The president of the Senate of Puerto Rico () is the highest-ranking officer and the presiding officer of the Senate of Puerto Rico. The president has voting powers as it is elected amongst the own members of the Senate as established by Article III of the Constitution of Puerto Rico. The Constitution, however, does not establish its functions and since the Senate is the only body authorized by the Constitution to regulate its own internal affairs, the functions of the president vary from session to session—save being called "President" as the Constitution establishes. The president is typically elected during the Senate's inaugural session.

When absent, the president is substituted by the president pro tempore. Its counterpart in the House is the speaker.

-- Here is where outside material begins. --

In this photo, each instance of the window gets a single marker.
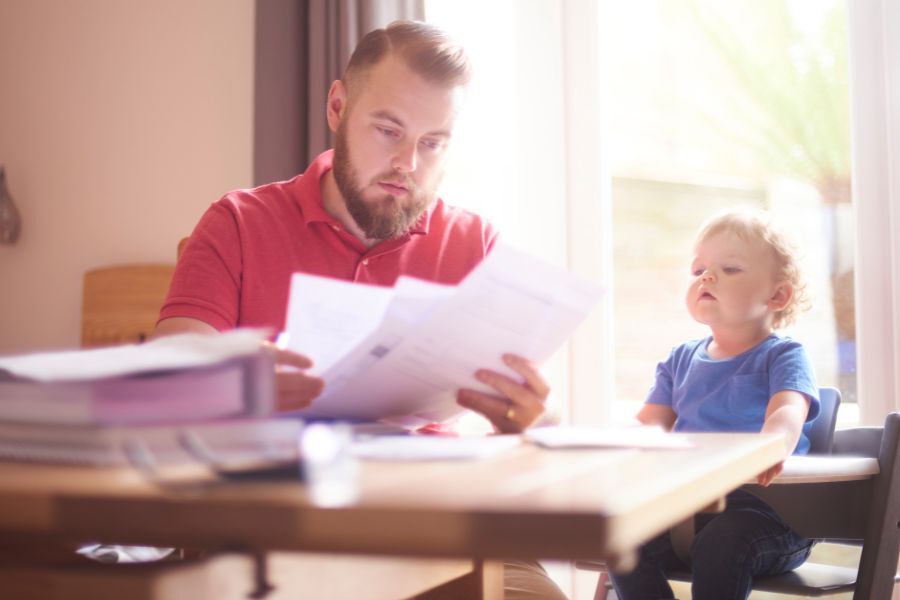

The current president is Jose Luis Dalmau, senator at-large from the Popular Democratic Party

Background

The president traces its history back to more than  years ago when the Jones–Shafroth Act formally established the post on March 2, 1917. Said act was eventually superseded by another law, and the post was eventually established by the Constitution of Puerto Rico, specifically Article III, which establishes that, "The Senate shall elect a President [...] from among [its] members." The Constitution, however, does not establish what a "president" is nor what its function should be. Internal rules adopted by the Senate through a simple resolution establish its definition, functions, responsibilities, and legal scope.

Functions
Typically the president is responsible for the observance and compliance of the Senate's internal rules. He also typically:

 presides all Senate meetings
 resolves and decides all parliamentary situations and rules of order brought in sessions,
 names all permanent and special commissions of the Senate,
 signs all bills, joint resolutions, concurrent resolutions, reorganization plans, and simple resolutions approved by the Senate and the Legislative Assembly,
 convenes special sessions of the Senate,
 maintains order and decorum in the Senate, a responsibility typically delegated to the Sergeant-at-Arms of the Senate,
 must vote in all matters presented in the Senate (can not abstain),
 represents the Senate in all forums,
 is responsible for all administrative matters of the Senate, a responsibility typically delegated to the Secretary of the Senate,
 appoints an internal auditor for the Senate,
 prepares a registry of all lobbyists that must be freely available to the public,
 is responsible of providing free access to the public to all works generated by the Senate, and
 offers training and continuing education opportunities to Senate members, advisors, and employees.